HTR-United/htr-united

Adding dataset Belfort

starride-teklia opened this issue · 5 comments

Hi!

We would like to share a dataset from the Belfort City Council.

Transcriptions are in .txt format, is this acceptable to you? We have up to four transcriptions for each text-line (two from annotators, two from automatic models) and I am not sure if this is compatible with the PAGE XML format.

The aim of this dataset is to explore strategies for data selection and model training when multiple uncertain transcriptions are available (see our paper).

Here is our dataset YAML file:

schema: https://htr-united.github.io/schema/2022-04-15/schema.json
title: Belfort
url: https://zenodo.org/record/8041668
authors:
 - name: Solène
   surname: Tarride
   orcid: 0000-0001-6174-9865
 - name: Tristan
   surname: Faine
 - name: Mélodie
   surname: Boillet
   orcid: 0000-0002-0618-7852
 - name: Harold
   surname: Mouchère
   orcid: 0000-0001-6220-7216
 - name: Christopher
   surname: Kermorvant
   orcid: 0000-0002-7508-4080
institutions: []
description: >-
 This dataset includes minutes of Belfort municipal council drawn up between
 1790 and 1946. Documents include deliberations, lists of councillors,
 convocations, and agendas. The dataset includes 24,105 text-line images that
 were automatically detected from pages. Up to 4 transcriptions are available
 for each line image: two from humans, and two from automatic models.
project-name: Handwritten Text Recognition from Crowdsourced Annotations
project-website: https://arxiv.org/abs/2306.10878
language:
 - fra
production-software: Callico
script:
 - iso: Latn
script-type: only-manuscript
time:
 notBefore: '1790'
 notAfter: '1946'
hands:
 count: more-than-10
 precision: estimated
license:
 - name: CC-BY 4.0
   url: https://creativecommons.org/licenses/by/4.0/
format: Page-XML
sources:
 - reference: >-
     Solène Tarride, Tristan Faine, Mélodie Boillet, Harold Mouchère, &
     Christopher Kermorvant. (2023). The Belfort dataset: Handwritten Text
     Recognition from Crowdsourced Annotations [Data set]. 7th International
     Workshop on Historical Doc- ument Imaging and Processing (HIP'23), San
     José, California, USA. Zenodo. https://doi.org/10.5281/zenodo.8041668
   link: ''
volume:
 - metric: lines
   count: 24105

Hi @starride-teklia !
I think we already accepted line-level datasets. I need to check why this is not proposed by the form.

Woud you be so kind to clarify in your description where the ground truth lies in the Transcriptions folder ? That would allow people to more easily use the dataset, potentially without getting surprised at the structure of the zip ?

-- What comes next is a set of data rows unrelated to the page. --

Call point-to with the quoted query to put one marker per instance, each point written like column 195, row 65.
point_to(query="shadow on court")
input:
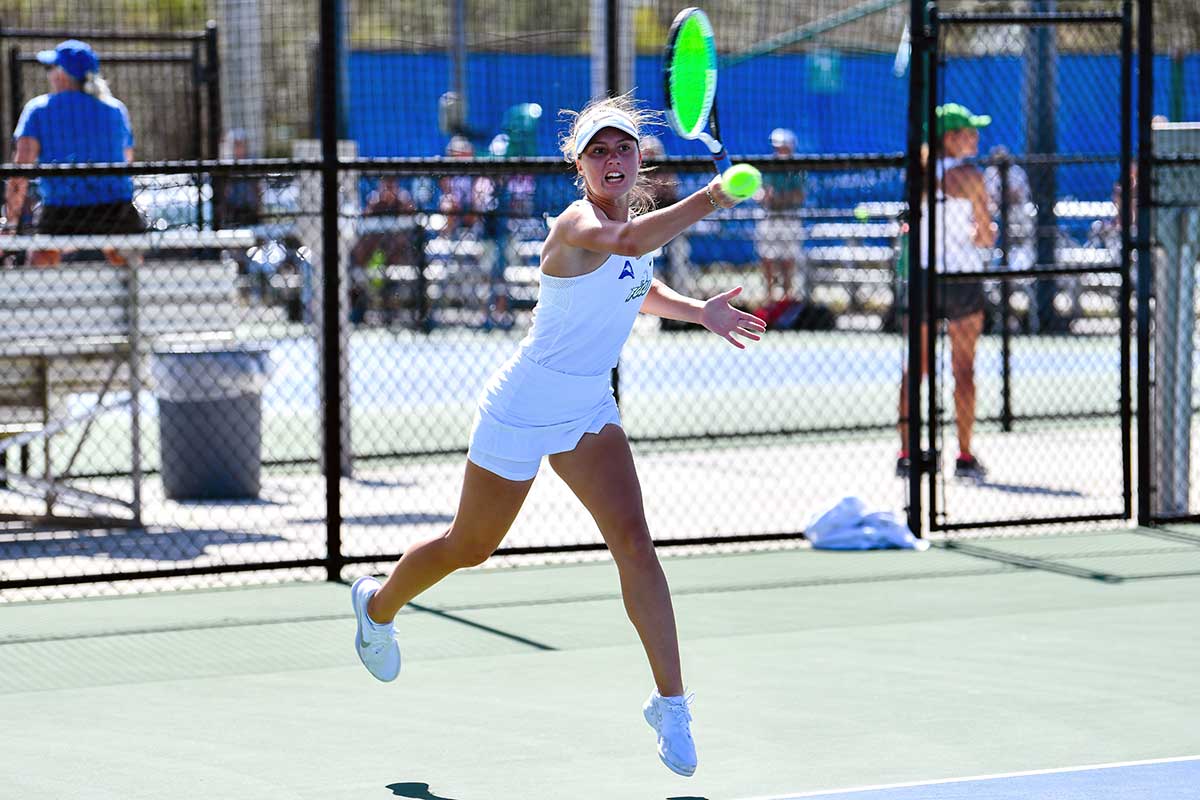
column 415, row 791
column 527, row 683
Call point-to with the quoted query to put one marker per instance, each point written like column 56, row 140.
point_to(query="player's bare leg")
column 486, row 509
column 600, row 473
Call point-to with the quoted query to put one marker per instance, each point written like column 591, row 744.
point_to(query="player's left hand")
column 725, row 320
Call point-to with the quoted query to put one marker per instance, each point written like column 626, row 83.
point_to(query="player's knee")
column 467, row 551
column 630, row 540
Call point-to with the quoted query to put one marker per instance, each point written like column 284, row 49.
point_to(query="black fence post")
column 1145, row 265
column 15, row 98
column 1006, row 335
column 330, row 174
column 1126, row 221
column 930, row 274
column 915, row 181
column 211, row 77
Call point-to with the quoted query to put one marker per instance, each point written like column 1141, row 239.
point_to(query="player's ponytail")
column 641, row 199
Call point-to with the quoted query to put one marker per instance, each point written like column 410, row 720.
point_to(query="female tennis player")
column 553, row 397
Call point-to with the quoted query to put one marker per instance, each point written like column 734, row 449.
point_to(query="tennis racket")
column 689, row 71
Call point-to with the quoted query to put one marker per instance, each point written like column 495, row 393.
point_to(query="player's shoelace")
column 678, row 715
column 376, row 639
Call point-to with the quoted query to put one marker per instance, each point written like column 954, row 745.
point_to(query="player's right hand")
column 720, row 196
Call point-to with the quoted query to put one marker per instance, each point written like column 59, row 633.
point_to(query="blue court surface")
column 1169, row 779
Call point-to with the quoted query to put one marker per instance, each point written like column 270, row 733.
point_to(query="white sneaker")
column 671, row 720
column 376, row 644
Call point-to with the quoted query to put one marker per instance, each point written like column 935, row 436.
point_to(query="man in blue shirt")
column 78, row 121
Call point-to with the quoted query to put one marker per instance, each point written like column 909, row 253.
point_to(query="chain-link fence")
column 168, row 374
column 1031, row 410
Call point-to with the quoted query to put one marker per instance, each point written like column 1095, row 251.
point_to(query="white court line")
column 976, row 777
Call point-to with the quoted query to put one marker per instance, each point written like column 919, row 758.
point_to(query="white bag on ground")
column 849, row 525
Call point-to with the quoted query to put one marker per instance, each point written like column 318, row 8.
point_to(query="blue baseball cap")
column 76, row 58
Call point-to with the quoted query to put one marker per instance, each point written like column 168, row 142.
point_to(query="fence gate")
column 1029, row 323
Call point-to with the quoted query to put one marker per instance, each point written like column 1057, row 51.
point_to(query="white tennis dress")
column 557, row 386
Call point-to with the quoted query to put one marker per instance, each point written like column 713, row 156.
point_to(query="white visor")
column 595, row 121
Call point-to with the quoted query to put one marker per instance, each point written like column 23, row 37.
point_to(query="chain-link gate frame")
column 928, row 483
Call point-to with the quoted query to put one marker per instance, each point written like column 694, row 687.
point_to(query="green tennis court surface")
column 814, row 672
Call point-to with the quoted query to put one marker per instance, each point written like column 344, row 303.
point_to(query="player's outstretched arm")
column 717, row 314
column 588, row 229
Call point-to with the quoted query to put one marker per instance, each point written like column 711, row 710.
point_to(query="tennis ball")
column 741, row 181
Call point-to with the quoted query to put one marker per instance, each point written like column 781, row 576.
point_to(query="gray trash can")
column 210, row 419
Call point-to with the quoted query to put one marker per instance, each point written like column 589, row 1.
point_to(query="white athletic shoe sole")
column 360, row 594
column 678, row 769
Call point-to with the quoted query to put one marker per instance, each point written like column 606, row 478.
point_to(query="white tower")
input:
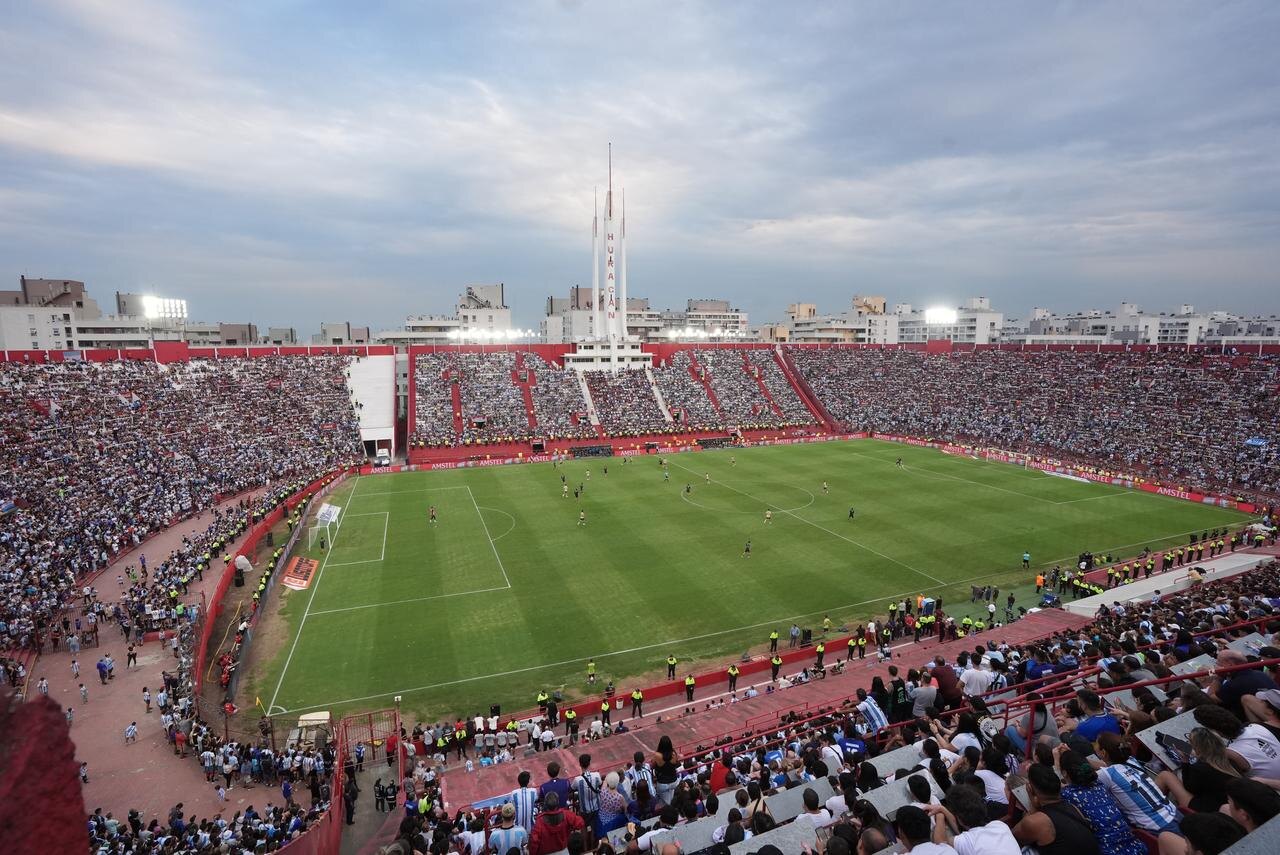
column 609, row 274
column 611, row 347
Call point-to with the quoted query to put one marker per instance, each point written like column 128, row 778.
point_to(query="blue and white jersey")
column 874, row 716
column 1139, row 799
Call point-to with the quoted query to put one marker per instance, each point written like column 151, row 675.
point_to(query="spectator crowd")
column 1193, row 419
column 97, row 456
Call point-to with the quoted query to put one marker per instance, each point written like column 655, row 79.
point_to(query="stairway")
column 456, row 392
column 759, row 382
column 526, row 392
column 590, row 403
column 657, row 394
column 695, row 371
column 804, row 389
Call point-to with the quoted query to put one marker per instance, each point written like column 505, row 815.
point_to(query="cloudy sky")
column 288, row 161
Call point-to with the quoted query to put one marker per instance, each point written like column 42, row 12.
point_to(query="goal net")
column 324, row 527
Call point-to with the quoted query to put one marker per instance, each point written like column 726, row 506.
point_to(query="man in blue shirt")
column 1093, row 722
column 554, row 783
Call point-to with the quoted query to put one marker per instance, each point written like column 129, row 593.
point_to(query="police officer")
column 571, row 725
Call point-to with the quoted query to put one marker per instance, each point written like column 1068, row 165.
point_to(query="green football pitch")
column 507, row 594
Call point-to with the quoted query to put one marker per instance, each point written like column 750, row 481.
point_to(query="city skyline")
column 293, row 165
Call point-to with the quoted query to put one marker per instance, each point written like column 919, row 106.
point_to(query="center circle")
column 723, row 498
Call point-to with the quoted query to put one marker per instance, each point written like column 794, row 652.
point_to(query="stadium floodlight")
column 161, row 307
column 940, row 315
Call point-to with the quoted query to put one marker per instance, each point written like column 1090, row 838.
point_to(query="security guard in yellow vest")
column 571, row 725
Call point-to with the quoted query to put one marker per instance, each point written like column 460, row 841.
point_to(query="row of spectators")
column 304, row 777
column 97, row 456
column 685, row 393
column 1192, row 419
column 625, row 403
column 558, row 403
column 433, row 401
column 302, row 772
column 750, row 387
column 970, row 781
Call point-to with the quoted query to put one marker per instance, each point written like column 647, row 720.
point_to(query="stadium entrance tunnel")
column 755, row 498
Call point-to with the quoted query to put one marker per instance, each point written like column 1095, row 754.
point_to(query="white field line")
column 414, row 599
column 420, row 489
column 960, row 583
column 618, row 653
column 810, row 522
column 506, row 515
column 305, row 613
column 992, row 487
column 1095, row 498
column 385, row 516
column 492, row 544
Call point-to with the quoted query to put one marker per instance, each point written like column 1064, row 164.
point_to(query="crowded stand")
column 433, row 401
column 686, row 394
column 1183, row 417
column 558, row 403
column 743, row 401
column 154, row 603
column 493, row 407
column 97, row 456
column 625, row 403
column 784, row 394
column 942, row 750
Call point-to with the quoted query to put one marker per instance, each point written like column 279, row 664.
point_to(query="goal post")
column 327, row 524
column 316, row 533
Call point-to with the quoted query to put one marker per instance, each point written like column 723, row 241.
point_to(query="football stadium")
column 913, row 490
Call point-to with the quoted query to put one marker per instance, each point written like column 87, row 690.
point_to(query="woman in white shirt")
column 992, row 771
column 1251, row 748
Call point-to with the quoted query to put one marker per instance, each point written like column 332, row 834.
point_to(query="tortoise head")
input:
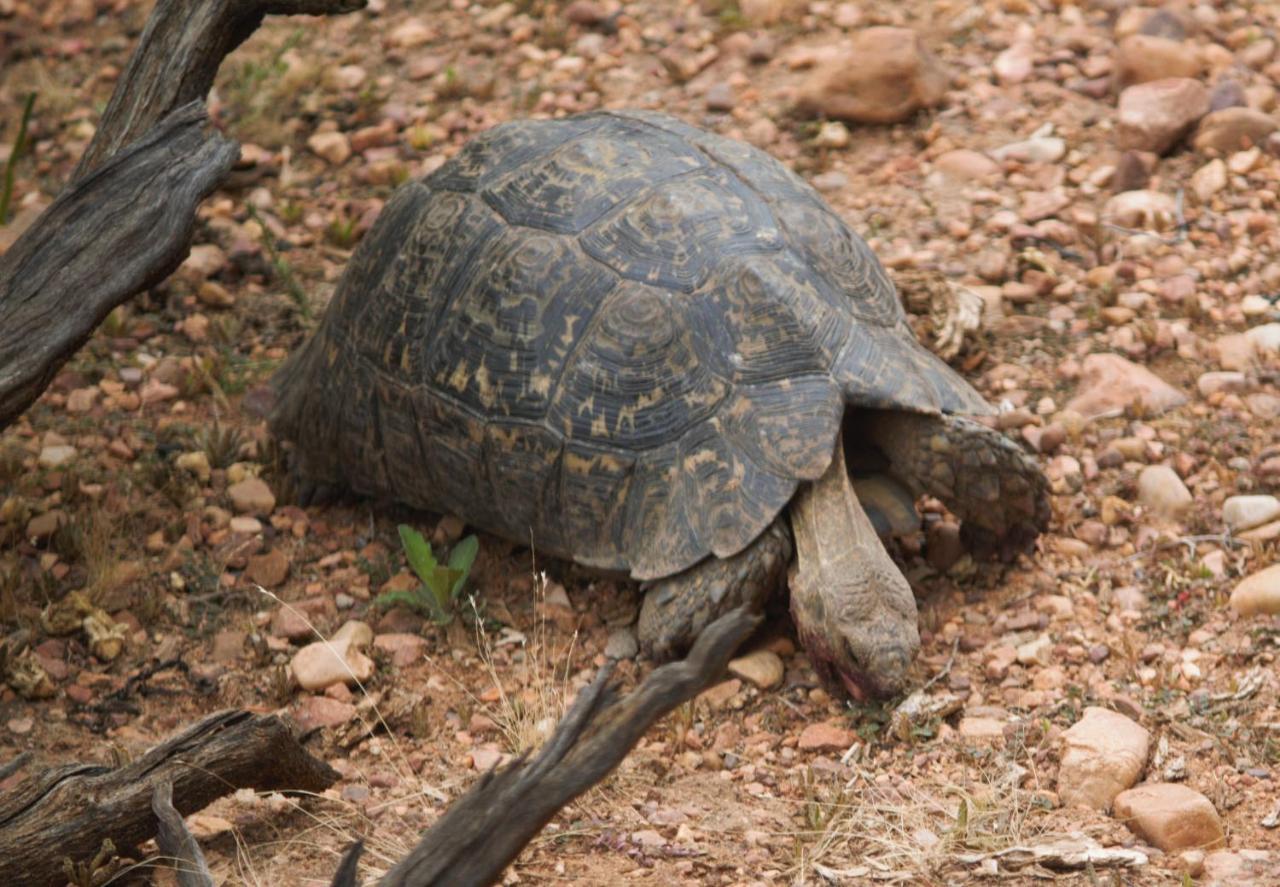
column 859, row 630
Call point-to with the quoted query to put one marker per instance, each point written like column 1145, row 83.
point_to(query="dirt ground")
column 1116, row 607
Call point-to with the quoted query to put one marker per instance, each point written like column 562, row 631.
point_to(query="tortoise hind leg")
column 986, row 479
column 677, row 608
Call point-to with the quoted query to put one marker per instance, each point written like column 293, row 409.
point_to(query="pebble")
column 1258, row 593
column 1244, row 512
column 1232, row 129
column 268, row 570
column 883, row 76
column 760, row 667
column 1171, row 817
column 333, row 146
column 403, row 649
column 1162, row 492
column 337, row 661
column 1110, row 383
column 1104, row 753
column 1143, row 58
column 312, row 712
column 55, row 456
column 251, row 497
column 1153, row 117
column 826, row 737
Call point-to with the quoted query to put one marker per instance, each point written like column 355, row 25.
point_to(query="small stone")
column 333, row 146
column 228, row 645
column 55, row 456
column 410, row 33
column 1153, row 117
column 1244, row 512
column 195, row 462
column 268, row 570
column 760, row 667
column 1170, row 817
column 965, row 165
column 1144, row 58
column 1104, row 753
column 1146, row 210
column 621, row 644
column 315, row 712
column 1258, row 593
column 245, row 525
column 720, row 99
column 403, row 649
column 323, row 663
column 1109, row 383
column 982, row 730
column 1015, row 64
column 1162, row 492
column 826, row 737
column 894, row 77
column 251, row 497
column 1208, row 179
column 1226, row 380
column 1233, row 129
column 485, row 758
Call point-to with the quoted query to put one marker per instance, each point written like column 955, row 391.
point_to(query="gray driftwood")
column 124, row 222
column 487, row 828
column 67, row 812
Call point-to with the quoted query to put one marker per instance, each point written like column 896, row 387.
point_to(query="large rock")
column 1170, row 817
column 1233, row 129
column 1258, row 593
column 1104, row 753
column 1155, row 117
column 1143, row 58
column 1162, row 492
column 1110, row 383
column 886, row 76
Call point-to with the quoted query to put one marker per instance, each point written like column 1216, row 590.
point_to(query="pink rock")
column 826, row 737
column 1110, row 383
column 1153, row 117
column 314, row 712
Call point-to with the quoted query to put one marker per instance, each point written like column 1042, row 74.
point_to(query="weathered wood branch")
column 67, row 812
column 115, row 232
column 487, row 828
column 124, row 222
column 177, row 59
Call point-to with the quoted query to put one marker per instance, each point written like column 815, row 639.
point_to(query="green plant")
column 19, row 145
column 442, row 585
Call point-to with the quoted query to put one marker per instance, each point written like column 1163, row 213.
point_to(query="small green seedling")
column 442, row 585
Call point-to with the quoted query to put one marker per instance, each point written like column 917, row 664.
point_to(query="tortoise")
column 643, row 347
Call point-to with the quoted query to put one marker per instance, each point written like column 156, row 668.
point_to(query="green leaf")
column 417, row 551
column 461, row 558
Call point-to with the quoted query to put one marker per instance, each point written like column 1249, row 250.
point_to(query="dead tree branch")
column 67, row 812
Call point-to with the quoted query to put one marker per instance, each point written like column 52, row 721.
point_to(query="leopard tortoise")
column 638, row 344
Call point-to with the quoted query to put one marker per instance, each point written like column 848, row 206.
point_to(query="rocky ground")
column 1098, row 184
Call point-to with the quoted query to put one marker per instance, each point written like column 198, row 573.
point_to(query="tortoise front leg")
column 677, row 608
column 986, row 479
column 853, row 608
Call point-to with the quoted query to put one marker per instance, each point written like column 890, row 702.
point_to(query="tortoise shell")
column 615, row 337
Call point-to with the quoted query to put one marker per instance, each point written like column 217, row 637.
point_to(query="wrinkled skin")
column 854, row 611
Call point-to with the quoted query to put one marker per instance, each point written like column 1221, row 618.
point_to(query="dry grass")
column 910, row 832
column 528, row 713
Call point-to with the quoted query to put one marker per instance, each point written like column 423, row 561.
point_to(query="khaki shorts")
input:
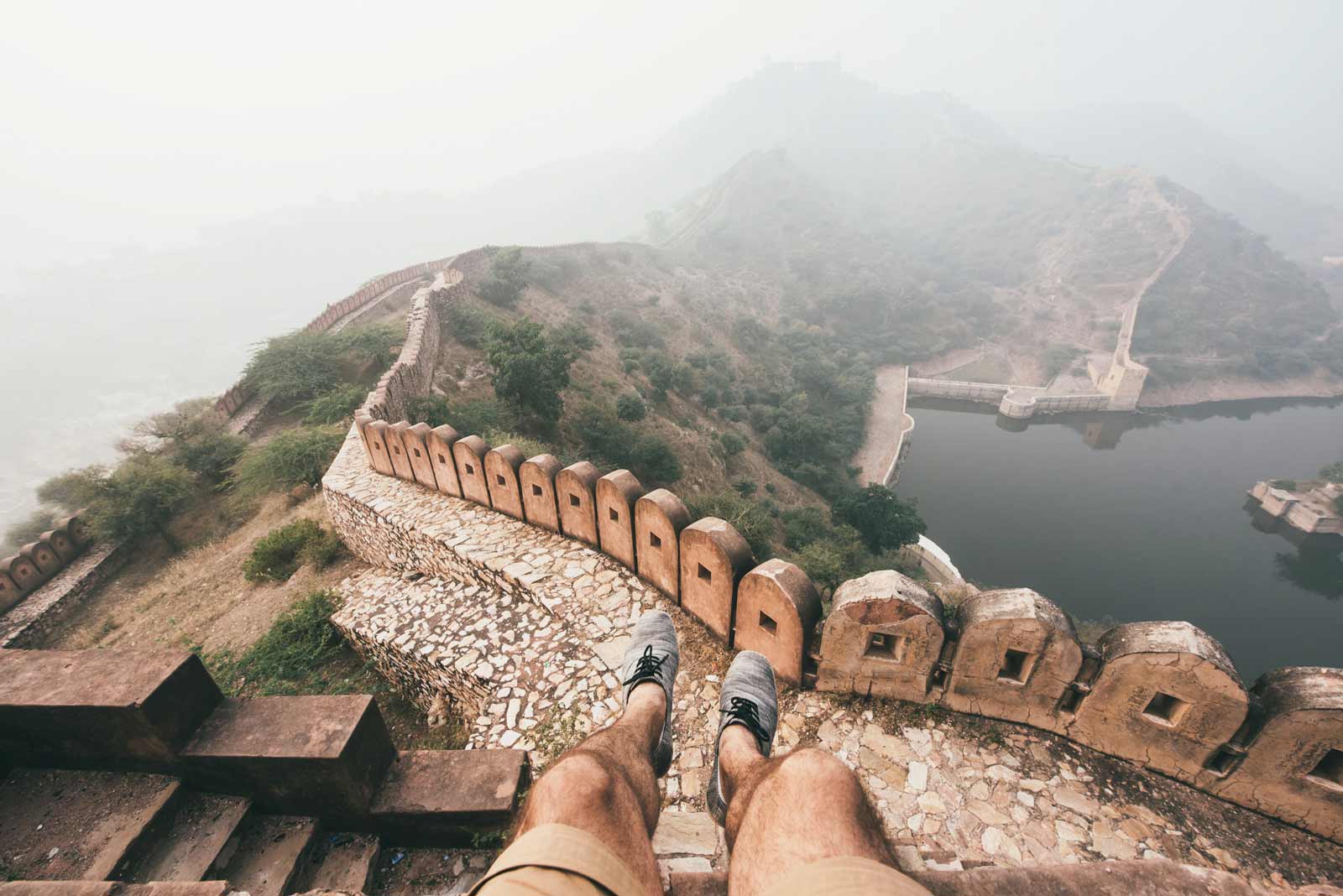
column 557, row 860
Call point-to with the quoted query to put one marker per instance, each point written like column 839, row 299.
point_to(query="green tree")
column 881, row 519
column 336, row 405
column 749, row 517
column 507, row 279
column 140, row 497
column 371, row 344
column 295, row 367
column 630, row 408
column 530, row 367
column 292, row 457
column 74, row 488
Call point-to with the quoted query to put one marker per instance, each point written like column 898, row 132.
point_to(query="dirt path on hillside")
column 161, row 602
column 886, row 421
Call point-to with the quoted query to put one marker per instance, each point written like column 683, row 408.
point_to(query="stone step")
column 441, row 797
column 342, row 862
column 78, row 826
column 112, row 888
column 186, row 846
column 698, row 883
column 266, row 853
column 321, row 755
column 101, row 708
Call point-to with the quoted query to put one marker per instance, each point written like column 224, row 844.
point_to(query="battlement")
column 1163, row 695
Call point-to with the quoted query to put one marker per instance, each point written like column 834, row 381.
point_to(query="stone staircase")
column 128, row 772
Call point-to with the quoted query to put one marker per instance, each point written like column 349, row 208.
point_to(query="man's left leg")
column 595, row 809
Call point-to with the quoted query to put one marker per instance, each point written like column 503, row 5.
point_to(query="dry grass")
column 198, row 596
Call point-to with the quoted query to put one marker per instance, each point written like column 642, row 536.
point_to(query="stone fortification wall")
column 1163, row 695
column 239, row 394
column 38, row 562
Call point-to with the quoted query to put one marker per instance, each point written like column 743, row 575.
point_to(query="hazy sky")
column 141, row 121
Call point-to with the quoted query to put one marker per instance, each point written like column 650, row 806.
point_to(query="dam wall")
column 1162, row 694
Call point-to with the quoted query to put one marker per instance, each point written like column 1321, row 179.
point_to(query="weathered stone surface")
column 883, row 638
column 1166, row 696
column 315, row 754
column 1293, row 766
column 713, row 557
column 575, row 492
column 778, row 609
column 441, row 440
column 536, row 477
column 615, row 497
column 125, row 708
column 658, row 519
column 1016, row 658
column 400, row 457
column 415, row 441
column 501, row 468
column 469, row 454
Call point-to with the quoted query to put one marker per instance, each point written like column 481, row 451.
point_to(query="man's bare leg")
column 608, row 786
column 789, row 812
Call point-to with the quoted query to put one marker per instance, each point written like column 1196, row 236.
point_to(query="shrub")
column 530, row 369
column 335, row 405
column 507, row 279
column 653, row 461
column 290, row 457
column 27, row 530
column 295, row 367
column 745, row 515
column 210, row 455
column 301, row 642
column 630, row 408
column 274, row 557
column 469, row 324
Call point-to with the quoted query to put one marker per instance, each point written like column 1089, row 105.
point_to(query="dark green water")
column 1141, row 517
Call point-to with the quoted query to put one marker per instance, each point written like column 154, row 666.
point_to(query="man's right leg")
column 787, row 813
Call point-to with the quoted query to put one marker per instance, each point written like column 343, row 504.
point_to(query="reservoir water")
column 1141, row 517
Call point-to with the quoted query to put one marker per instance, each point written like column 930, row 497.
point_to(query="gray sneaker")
column 653, row 656
column 750, row 699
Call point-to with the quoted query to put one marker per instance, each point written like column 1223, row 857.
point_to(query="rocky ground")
column 954, row 790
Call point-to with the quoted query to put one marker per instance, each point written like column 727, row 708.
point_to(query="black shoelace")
column 745, row 712
column 646, row 669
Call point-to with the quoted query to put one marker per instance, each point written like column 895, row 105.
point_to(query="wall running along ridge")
column 1163, row 695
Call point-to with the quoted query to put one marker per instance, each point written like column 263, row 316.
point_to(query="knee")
column 577, row 779
column 812, row 772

Using this information, I will count the character volume and add your dataset to HTR-United

Hi @PonteIneptique, thanks for your very quick reply!

Here is the YAML file with the updated description, I hope it is clearer this way:

schema: https://htr-united.github.io/schema/2022-04-15/schema.json
title: Belfort
url: https://zenodo.org/record/8041668
authors:
  - name: Solène
    surname: Tarride
    orcid: 0000-0001-6174-9865
  - name: Tristan
    surname: Faine
  - name: Mélodie
    surname: Boillet
    orcid: 0000-0002-0618-7852
  - name: Harold
    surname: Mouchère
    orcid: 0000-0001-6220-7216
  - name: Christopher
    surname: Kermorvant
    orcid: 0000-0002-7508-4080
institutions: []
description: >
  This dataset includes minutes of Belfort municipal council drawn up between
  1790 and 1946. Documents include deliberations, lists of councillors,
  convocations, and agendas. The dataset includes 24,105 text-line images that
  were automatically detected from pages. 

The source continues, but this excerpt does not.